Scaffolding the assembly with HiRise
A schematic for the assembly process is shown in Fig. 1. We used the pre-existing male (NCBI BioProject: PRJNA162621) and female (NCBI BioProject: PRJNA179493) genome assemblies (Keeling et al., 2013c) as the input de novo assemblies for scaffolding, along with their underlying shotgun reads (NCBI SRA: SRR546181 and SRR546185 for male assembly, and SRR546193 for female assembly).

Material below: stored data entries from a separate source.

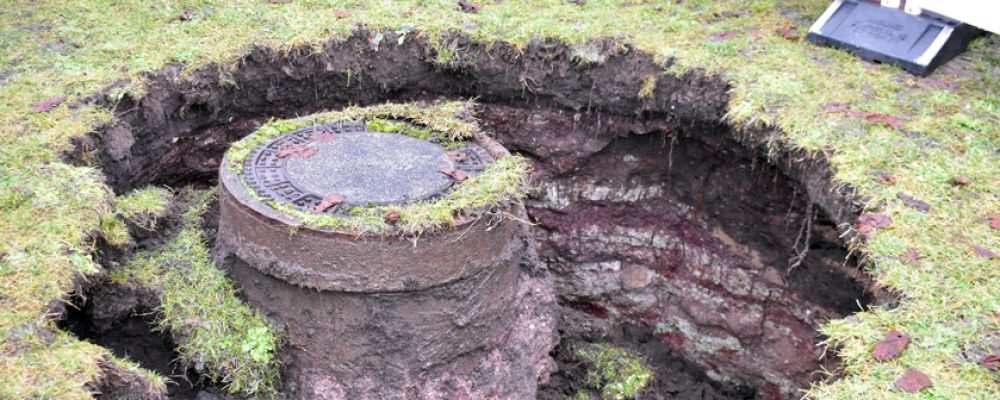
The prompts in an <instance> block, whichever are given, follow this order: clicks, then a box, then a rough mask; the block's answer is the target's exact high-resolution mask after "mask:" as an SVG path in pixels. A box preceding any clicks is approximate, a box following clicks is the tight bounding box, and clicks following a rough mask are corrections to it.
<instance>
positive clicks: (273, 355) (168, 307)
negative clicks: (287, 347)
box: [108, 190, 281, 396]
mask: <svg viewBox="0 0 1000 400" xmlns="http://www.w3.org/2000/svg"><path fill="white" fill-rule="evenodd" d="M214 196H215V190H210V191H206V192H195V191H193V190H188V191H185V192H182V193H181V198H182V200H184V201H188V202H190V203H191V206H190V208H189V209H188V210H187V211H186V212H185V213H184V215H183V216H182V222H181V223H182V225H183V226H182V228H181V231H180V233H178V234H177V236H176V237H174V238H172V239H170V241H168V242H167V243H166V244H165V245H164V246H163V247H162V248H158V249H155V250H151V251H147V252H144V253H139V254H136V255H135V256H133V257H132V259H131V260H130V261H129V262H128V263H127V264H126V265H125V266H123V267H120V268H117V269H114V270H111V271H110V272H109V274H108V277H109V279H110V280H111V281H112V282H114V283H116V284H119V285H139V286H145V287H151V288H156V291H157V293H159V294H160V303H161V305H160V308H159V310H157V313H156V321H157V322H156V323H157V325H158V327H159V329H161V330H163V331H166V332H170V333H171V334H172V336H173V338H174V341H175V342H176V343H177V352H178V353H179V361H180V362H181V364H182V365H185V366H191V367H194V368H195V369H196V370H198V371H199V372H200V373H201V374H202V375H203V376H205V377H207V378H208V379H211V380H214V381H220V382H223V383H225V385H226V387H227V389H228V390H229V391H230V392H231V393H234V394H248V395H253V394H256V395H264V396H266V395H269V394H273V393H274V391H275V384H276V383H277V379H278V365H277V360H276V359H275V356H274V352H275V351H276V350H277V348H278V346H279V345H280V343H281V338H280V336H279V335H278V334H277V333H276V332H275V330H274V328H273V327H272V326H271V325H270V324H269V323H268V322H267V320H266V319H265V318H264V317H263V316H262V315H260V313H258V312H257V311H255V310H253V309H251V308H250V307H249V306H247V305H245V304H243V303H242V302H241V301H240V300H239V298H238V297H237V296H236V289H235V287H233V285H232V283H230V282H229V280H228V279H226V276H225V273H224V272H223V271H222V270H220V269H219V268H217V267H216V266H215V264H214V263H213V261H212V259H211V254H210V250H209V248H208V246H207V244H206V242H205V238H204V235H203V233H202V230H201V225H202V215H203V214H204V213H205V212H206V211H207V209H208V207H209V205H210V201H211V200H212V199H213V198H214Z"/></svg>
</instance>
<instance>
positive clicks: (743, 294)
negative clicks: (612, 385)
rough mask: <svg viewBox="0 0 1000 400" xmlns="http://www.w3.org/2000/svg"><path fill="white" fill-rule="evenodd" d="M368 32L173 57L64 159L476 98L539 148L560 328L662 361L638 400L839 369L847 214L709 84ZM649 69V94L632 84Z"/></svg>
mask: <svg viewBox="0 0 1000 400" xmlns="http://www.w3.org/2000/svg"><path fill="white" fill-rule="evenodd" d="M374 34H375V33H374V32H369V31H365V30H361V31H358V32H356V33H355V35H353V36H352V37H350V38H349V39H347V40H344V41H331V42H329V43H326V44H325V45H324V47H323V51H321V52H314V51H312V50H311V49H293V51H291V52H288V53H285V52H278V51H274V50H270V49H255V50H253V51H251V52H250V53H249V54H248V55H246V56H245V57H243V59H241V60H240V62H239V63H237V64H238V65H239V67H238V68H237V69H236V70H235V71H234V72H233V73H232V76H229V77H227V80H228V81H231V82H233V83H234V84H231V85H221V84H220V80H221V78H220V76H219V75H218V74H219V72H218V71H219V69H218V68H215V67H214V66H206V67H204V68H200V69H198V70H196V71H194V72H193V73H190V74H185V75H183V76H182V74H181V73H180V68H179V67H178V66H168V67H167V68H164V69H163V70H162V71H160V72H159V73H157V74H154V75H153V76H151V77H150V79H151V83H150V85H149V88H148V89H147V90H146V92H145V93H146V95H145V96H144V97H143V98H139V99H132V98H126V99H124V100H123V101H121V102H120V103H119V104H118V105H117V109H116V115H118V117H117V118H116V119H115V120H114V121H113V123H112V125H110V126H108V127H106V128H104V129H102V130H101V131H100V132H99V133H98V134H96V135H93V136H89V137H86V138H82V139H79V140H77V141H76V145H77V151H76V152H75V153H74V154H69V155H68V157H69V158H75V159H81V158H82V154H84V153H85V152H86V151H89V150H94V149H96V150H98V152H97V163H98V165H100V167H101V168H102V169H103V170H104V172H105V174H106V175H107V177H108V182H109V183H110V184H111V185H112V187H113V188H114V189H115V191H116V192H118V193H125V192H128V191H129V190H131V189H133V188H137V187H142V186H144V185H149V184H155V185H170V186H176V185H179V184H183V183H188V182H198V183H202V184H205V183H210V182H213V181H214V179H215V177H216V175H217V168H218V165H219V162H220V160H221V158H222V157H221V156H222V153H223V151H224V150H225V149H226V147H227V145H228V143H230V142H231V141H233V140H235V139H237V138H240V137H242V136H244V135H246V134H248V133H250V132H252V131H253V129H254V128H255V127H256V126H258V125H259V123H260V121H263V120H266V119H267V118H271V117H274V118H284V117H290V116H294V115H304V114H309V113H312V112H316V111H320V110H325V109H335V108H340V107H343V106H346V105H348V104H359V105H366V104H373V103H378V102H384V101H404V100H424V101H433V100H434V99H438V98H471V97H476V99H477V102H479V103H481V104H482V109H481V110H480V113H479V116H480V118H481V119H482V121H483V123H484V125H485V127H486V130H487V131H490V132H492V133H494V134H495V137H496V138H497V139H498V140H499V141H500V142H501V143H502V144H504V145H505V146H506V147H507V148H509V149H511V150H513V151H516V152H519V153H522V154H524V155H526V156H528V157H530V158H531V159H532V160H533V161H534V162H535V175H536V178H537V179H536V182H537V183H538V186H539V187H540V190H539V191H538V193H536V194H535V195H534V196H533V199H532V201H531V202H530V203H529V214H530V216H531V218H532V220H533V221H534V222H535V223H536V225H534V226H533V228H532V229H530V231H531V236H532V237H533V238H534V245H535V246H537V255H538V257H539V260H540V261H539V262H538V263H537V265H535V266H534V269H536V270H537V271H539V273H543V274H548V275H549V276H550V277H551V278H552V280H553V282H554V284H555V291H556V295H557V298H558V300H559V304H560V306H561V307H560V313H561V314H562V317H561V319H560V324H559V331H560V335H561V336H562V338H563V339H585V340H605V341H612V342H615V343H619V344H622V345H626V346H628V347H631V348H633V349H637V350H640V351H642V352H643V353H644V354H646V355H647V356H648V357H649V358H650V360H651V361H652V362H653V363H654V364H656V365H655V367H656V370H657V373H658V375H657V379H656V381H655V382H656V383H655V385H654V386H655V387H654V388H652V389H651V391H650V392H649V393H648V396H649V397H648V398H671V396H673V397H675V398H736V399H743V398H754V397H758V398H767V399H776V398H791V397H794V396H795V394H796V390H797V389H798V388H801V387H804V386H806V385H808V384H809V383H810V382H813V381H814V380H815V379H818V378H819V375H818V374H815V372H816V371H818V370H819V369H820V368H821V367H826V368H832V367H834V365H832V362H831V361H830V358H827V359H826V360H821V359H820V354H821V353H822V351H821V349H819V348H817V347H816V343H817V339H818V338H817V333H816V327H817V326H818V324H819V323H821V322H823V321H824V320H826V319H828V318H837V317H842V316H844V315H846V314H849V313H851V312H854V311H856V310H858V308H859V304H862V305H863V304H866V303H867V302H869V301H871V298H870V296H869V295H868V294H867V293H866V291H865V290H864V285H865V284H864V282H863V277H862V275H861V274H860V273H859V272H858V269H857V267H856V265H855V263H854V261H853V260H852V259H850V258H848V257H847V253H846V251H845V250H844V247H843V244H842V242H841V241H840V240H839V238H838V231H839V230H838V229H837V226H839V225H842V224H850V223H852V222H853V221H854V219H856V216H857V211H858V210H857V209H856V208H855V207H854V205H853V203H852V199H851V198H850V197H849V195H847V194H846V193H847V192H846V189H843V188H835V187H834V186H833V184H832V183H831V182H830V172H829V168H828V166H827V164H826V162H825V161H824V160H823V159H822V158H811V157H808V156H806V155H804V154H797V153H792V152H782V151H774V152H772V153H770V155H769V156H770V157H771V158H770V159H768V158H765V157H764V156H763V150H762V148H763V144H764V143H765V141H766V140H767V138H768V137H769V136H771V135H773V134H774V133H775V132H772V131H770V130H767V129H759V130H753V131H734V130H733V129H732V128H731V127H728V126H726V125H724V124H722V123H721V122H720V121H721V120H722V116H723V112H724V109H725V105H726V102H727V100H728V97H727V94H726V93H727V90H728V87H727V85H726V84H725V83H724V82H722V81H721V80H720V79H718V78H715V77H708V76H704V75H701V74H698V73H691V74H688V75H685V76H682V77H674V76H667V75H662V74H661V71H662V70H663V67H664V65H658V64H656V63H654V61H653V59H652V57H650V56H649V55H647V54H643V53H641V52H638V51H634V50H632V49H628V48H627V47H626V48H624V49H622V48H621V47H617V46H616V45H615V43H614V42H613V41H611V40H607V41H601V42H596V43H593V44H591V46H592V47H594V48H598V49H602V50H601V52H602V54H603V55H604V56H606V60H605V61H604V62H603V63H600V64H581V63H579V62H577V61H574V58H573V52H574V49H573V48H572V47H570V46H567V45H565V44H561V43H557V42H553V41H548V40H538V41H536V42H534V43H531V44H529V45H528V46H527V47H526V48H524V49H515V48H513V47H511V46H509V45H506V44H491V45H487V44H483V43H476V42H472V41H470V40H467V39H465V38H462V37H458V36H456V37H452V38H450V39H446V40H445V41H446V42H449V41H451V42H454V44H455V45H456V46H457V47H458V48H462V49H464V51H463V52H461V53H460V55H459V56H458V58H457V59H455V60H453V61H452V62H450V63H449V64H448V65H441V64H439V63H436V62H435V61H434V59H435V56H436V51H435V50H434V47H433V46H432V45H430V44H429V43H427V42H424V41H422V40H419V39H418V40H414V39H410V38H411V37H412V36H418V35H411V36H408V37H407V41H406V42H405V44H403V45H401V46H391V45H390V46H382V47H381V48H380V49H379V50H378V51H373V50H372V48H371V45H370V42H369V39H370V38H371V37H373V36H374ZM384 35H385V36H386V38H385V40H384V43H395V40H394V38H393V33H391V32H385V33H384ZM648 76H654V77H656V88H655V91H654V94H653V96H651V97H649V98H645V99H643V98H639V96H638V93H639V90H640V87H641V85H642V81H643V80H644V79H645V78H646V77H648ZM348 77H350V78H348ZM95 101H96V102H97V103H100V104H110V102H105V101H104V99H102V98H96V99H95ZM809 221H812V222H811V223H810V222H809ZM805 228H808V229H805ZM805 248H808V249H809V251H808V252H807V253H803V251H802V250H803V249H805ZM793 249H794V250H793ZM802 255H805V257H803V262H802V263H801V264H800V265H798V266H797V267H795V268H794V270H793V271H791V272H788V269H789V266H790V265H793V264H795V263H794V259H795V257H796V256H802ZM859 279H861V280H859ZM555 357H556V359H557V360H558V361H560V362H561V366H562V368H563V369H562V372H561V373H560V374H557V375H556V376H555V377H554V378H553V379H552V384H551V385H549V386H548V388H547V389H544V393H546V396H555V394H560V393H561V394H565V393H568V392H569V391H570V390H572V389H573V388H575V386H574V385H575V384H576V383H573V381H572V380H573V378H574V377H578V376H579V373H578V372H577V371H575V370H574V369H573V368H572V365H573V364H572V362H571V360H569V359H568V358H567V357H568V356H567V355H566V354H564V352H559V351H557V352H556V353H555ZM699 396H701V397H699ZM546 398H558V396H557V397H546ZM644 398H645V397H644Z"/></svg>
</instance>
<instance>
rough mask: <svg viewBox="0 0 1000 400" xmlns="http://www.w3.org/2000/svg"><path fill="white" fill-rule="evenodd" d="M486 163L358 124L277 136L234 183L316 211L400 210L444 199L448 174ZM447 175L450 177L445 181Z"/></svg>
mask: <svg viewBox="0 0 1000 400" xmlns="http://www.w3.org/2000/svg"><path fill="white" fill-rule="evenodd" d="M492 162H493V157H491V156H490V154H489V153H488V152H487V151H486V150H485V149H483V148H481V147H479V146H477V145H475V144H472V143H466V144H465V145H464V146H463V147H462V148H459V149H454V150H446V149H445V148H444V147H442V146H441V145H440V144H438V143H435V142H434V141H429V140H423V139H418V138H414V137H409V136H405V135H402V134H396V133H381V132H369V131H367V130H366V128H365V125H364V124H363V123H360V122H342V123H333V124H327V125H317V126H311V127H308V128H304V129H300V130H297V131H293V132H289V133H286V134H283V135H281V136H279V137H277V138H275V139H272V140H270V141H268V142H265V143H264V144H263V145H261V146H260V147H258V148H257V149H256V150H255V151H254V152H253V153H252V154H251V156H250V157H249V158H247V160H246V161H245V162H244V168H243V172H241V174H240V175H241V177H242V178H243V180H244V181H245V182H246V183H247V185H248V186H249V187H250V188H251V189H253V190H254V191H255V192H256V194H257V195H258V196H260V197H263V198H265V199H268V200H275V201H280V202H283V203H287V204H289V205H291V206H292V207H293V208H296V209H299V210H302V211H310V212H315V211H316V207H317V206H318V205H320V204H321V203H322V202H323V201H324V199H329V198H338V200H339V201H338V204H340V205H339V206H336V207H330V208H326V209H324V210H323V212H325V213H338V212H342V210H343V209H345V208H346V207H344V206H352V205H354V206H358V205H403V204H409V203H413V202H416V201H420V200H424V199H429V198H433V197H434V196H436V195H440V194H442V193H445V192H447V191H448V190H449V189H450V188H451V187H452V186H453V183H454V181H455V179H454V175H455V173H454V172H451V171H461V172H460V173H465V174H470V175H472V174H477V173H479V172H482V171H483V169H484V168H485V166H486V165H488V164H490V163H492ZM449 172H451V174H449Z"/></svg>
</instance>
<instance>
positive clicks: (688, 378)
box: [538, 325, 759, 400]
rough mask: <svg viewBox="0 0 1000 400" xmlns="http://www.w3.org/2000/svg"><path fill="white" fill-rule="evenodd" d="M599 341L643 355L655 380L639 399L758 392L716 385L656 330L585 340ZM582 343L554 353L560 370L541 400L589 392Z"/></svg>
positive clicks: (554, 377)
mask: <svg viewBox="0 0 1000 400" xmlns="http://www.w3.org/2000/svg"><path fill="white" fill-rule="evenodd" d="M582 340H584V341H586V340H596V341H600V342H606V343H610V344H612V345H615V346H620V347H622V348H625V349H627V350H629V351H634V352H637V353H638V354H641V355H642V356H643V357H644V358H645V361H646V363H647V366H648V367H649V368H651V369H652V370H653V371H654V375H653V378H652V379H651V381H650V382H649V384H648V385H647V386H646V388H645V389H643V391H642V392H641V393H640V395H639V396H637V398H640V399H643V400H753V399H757V398H759V397H758V395H757V392H756V391H755V390H754V389H753V388H751V387H748V386H739V385H729V384H722V383H718V382H715V381H713V380H712V379H711V378H709V377H708V376H707V375H705V372H704V371H703V370H702V369H700V368H698V366H696V365H693V364H692V363H691V362H689V361H687V360H684V359H683V358H682V357H681V356H680V355H678V354H676V353H675V352H674V351H672V350H671V349H670V348H669V347H666V346H664V345H663V343H662V342H661V341H660V339H659V338H657V337H656V336H655V335H653V332H652V329H650V328H648V327H641V326H637V325H623V326H621V327H620V329H619V330H617V331H616V332H615V334H614V335H611V337H604V338H600V339H598V338H590V339H582ZM575 343H579V341H578V340H570V341H563V342H562V343H560V344H559V346H557V347H556V349H555V350H554V351H553V352H552V357H553V358H554V359H555V360H556V363H557V365H558V366H559V373H558V374H554V375H553V376H552V378H551V380H550V381H549V384H547V385H544V386H541V387H539V393H538V400H563V399H574V398H576V397H574V396H575V395H576V394H577V393H579V392H581V390H583V391H585V390H586V389H587V388H586V387H585V386H586V383H585V382H586V379H587V378H586V374H587V371H586V369H585V367H584V365H583V364H582V363H581V362H580V361H579V359H578V358H577V357H576V356H575V355H574V354H573V345H574V344H575Z"/></svg>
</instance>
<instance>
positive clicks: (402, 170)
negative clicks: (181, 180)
mask: <svg viewBox="0 0 1000 400" xmlns="http://www.w3.org/2000/svg"><path fill="white" fill-rule="evenodd" d="M244 140H255V138H254V136H253V135H251V137H250V139H244ZM444 146H448V147H451V148H452V149H451V150H447V149H446V148H445V147H444ZM486 149H491V150H492V152H490V151H487V150H486ZM227 157H228V156H227ZM504 157H510V156H509V155H508V154H507V153H506V151H505V150H503V149H502V147H500V146H499V145H497V144H496V143H495V142H493V141H492V140H491V139H489V138H487V137H485V136H476V137H472V138H470V140H461V141H455V140H448V141H438V140H425V139H420V138H415V137H410V136H406V135H404V134H403V133H393V132H377V131H371V130H369V129H366V126H365V124H364V122H360V121H359V122H337V123H330V124H320V125H312V126H308V127H305V128H302V129H298V130H295V131H292V132H289V133H284V134H281V135H280V136H278V137H276V138H273V139H270V140H267V141H265V142H263V144H261V145H259V146H258V147H256V148H254V149H253V150H252V151H251V152H250V153H249V156H247V157H246V158H245V160H243V161H242V163H240V164H239V165H241V166H242V168H233V167H232V165H233V164H236V163H238V162H239V161H232V158H227V160H226V161H224V162H223V164H222V167H221V168H220V170H221V172H220V187H221V190H220V210H219V215H220V222H219V234H218V242H217V246H216V248H217V253H218V257H217V259H218V260H219V261H220V264H222V265H224V268H226V269H227V270H228V271H229V273H230V275H231V276H232V278H233V279H234V281H235V282H236V284H237V286H239V287H241V289H242V293H243V295H244V296H245V298H246V300H247V301H248V302H249V303H250V304H252V305H254V306H256V307H258V308H259V309H261V310H263V311H264V312H265V313H266V314H267V315H268V316H269V317H271V318H273V319H274V320H276V321H278V322H280V323H281V324H282V325H283V326H284V327H285V329H287V333H288V336H289V340H290V342H291V343H290V346H288V348H289V349H288V351H287V352H286V359H285V364H286V371H287V379H286V385H287V388H286V390H287V392H288V393H289V394H290V395H293V396H301V397H304V398H386V399H392V398H398V399H403V398H412V397H413V396H414V395H416V394H421V395H435V396H437V395H441V396H445V397H450V396H454V395H464V396H472V397H477V396H484V395H487V394H490V393H496V394H499V395H501V396H502V397H509V396H513V397H517V398H521V397H523V396H529V397H530V396H533V394H534V391H535V385H534V384H533V383H532V382H533V381H534V379H535V378H534V376H530V374H531V372H529V371H530V370H531V369H530V368H527V369H525V368H522V367H523V366H524V365H527V364H526V363H527V362H526V361H525V363H521V364H519V363H518V360H520V359H523V358H526V357H529V356H530V354H529V352H519V351H518V350H516V348H518V346H517V345H515V344H516V343H512V341H513V342H516V341H518V340H519V339H516V337H517V335H512V327H514V326H516V325H519V324H518V320H519V319H524V318H529V319H530V318H533V316H530V315H524V316H523V318H522V316H521V315H519V313H520V310H519V309H520V306H521V305H522V304H523V301H522V299H523V298H524V294H523V293H520V294H519V292H520V291H521V290H520V288H521V287H522V286H524V285H523V283H524V282H523V281H524V280H523V279H521V277H520V275H521V273H520V272H521V269H520V266H519V264H520V262H521V259H522V258H523V257H524V252H525V248H526V244H525V237H524V229H523V227H522V225H521V223H520V222H519V221H517V218H513V219H512V218H506V217H502V216H500V215H501V214H503V215H511V216H521V217H520V218H521V219H523V218H524V210H523V208H522V207H520V206H518V205H515V204H512V203H511V204H507V203H503V204H501V203H497V204H492V205H489V206H487V207H484V208H482V209H477V210H466V211H465V212H463V213H462V215H459V216H457V217H458V218H460V220H459V221H457V222H456V223H455V224H454V225H453V226H441V227H436V228H433V229H430V230H428V231H426V232H421V234H420V235H419V237H415V236H413V235H411V234H407V233H405V232H402V231H400V229H399V228H397V227H395V226H394V224H395V223H396V222H397V221H394V220H393V218H400V217H399V213H400V211H402V212H404V213H406V212H407V211H406V210H407V209H406V207H431V206H433V204H434V202H436V201H441V200H440V198H441V197H443V196H444V195H445V194H448V193H451V192H454V191H456V190H464V189H463V187H462V186H468V187H473V186H476V185H480V183H479V181H480V180H482V181H488V180H489V177H487V176H485V175H488V174H494V173H496V169H490V170H488V169H487V167H488V166H490V165H494V164H495V161H496V160H499V159H502V158H504ZM331 199H335V200H331ZM289 210H295V211H297V212H298V213H297V214H291V213H289ZM359 210H361V211H359ZM394 210H400V211H394ZM393 213H396V217H392V215H393ZM359 214H372V215H377V216H384V220H385V224H386V225H385V226H384V227H383V230H382V231H378V232H372V231H370V230H366V229H369V228H365V227H364V225H358V224H355V223H353V222H352V221H351V220H352V219H354V218H359V217H356V216H357V215H359ZM318 216H322V217H326V218H329V219H330V220H336V221H341V222H342V224H341V225H329V224H327V225H322V224H318V223H317V224H313V223H311V221H313V219H312V218H316V217H318ZM404 218H405V216H404ZM359 227H360V228H359ZM538 326H539V329H540V328H541V327H542V326H543V324H538ZM521 341H522V342H523V340H521ZM524 344H525V343H521V345H524ZM529 345H530V343H529ZM512 348H513V349H515V350H511V349H512ZM502 351H503V352H505V357H506V358H507V360H505V361H502V362H501V361H499V359H502V358H504V357H500V358H497V357H498V356H499V355H500V353H501V352H502ZM491 357H493V358H491ZM512 362H513V363H512ZM511 363H512V364H511ZM512 369H514V370H518V371H519V372H517V373H514V374H511V373H510V370H512ZM501 370H505V371H507V372H501ZM519 375H524V376H523V378H527V379H515V378H513V376H519ZM455 382H463V383H464V384H466V385H467V386H465V387H463V389H461V390H460V391H459V392H454V391H452V390H453V389H448V391H445V392H441V390H443V389H441V388H442V387H445V386H447V387H454V385H455V384H456V383H455ZM442 385H444V386H442ZM513 397H512V398H513Z"/></svg>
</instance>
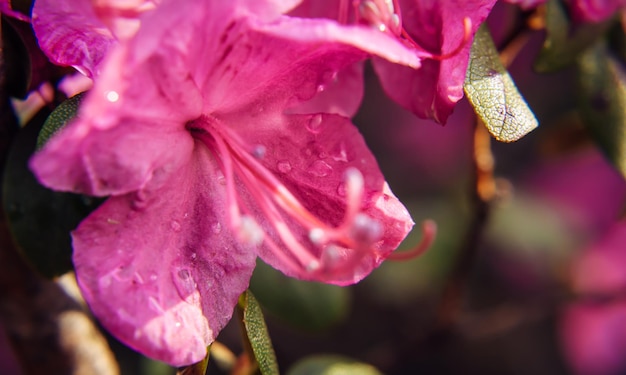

Separately for each sex, the de novo assembly, shotgun reads, Chicago library reads, and Dovetail Hi-C library reads were used as input data for HiRise, Dovetail’s proprietary software pipeline designed specifically for using proximity ligation data to scaffold genome assemblies (Putnam et al., 2016). First, shotgun and Chicago library sequences were aligned to the draft input assembly using the SNAP v1.0beta read mapper (Zaharia et al., 2011). Separations of Chicago read pairs mapped within draft scaffolds were analyzed by HiRise to produce a likelihood model for genomic distance between read pairs; the model was used to identify and break putative mis-joins, to score prospective joins, and make joins. Second, Hi-C library sequences were aligned and scaffolded following the same method. Third, shotgun sequences were used to close gaps between contigs.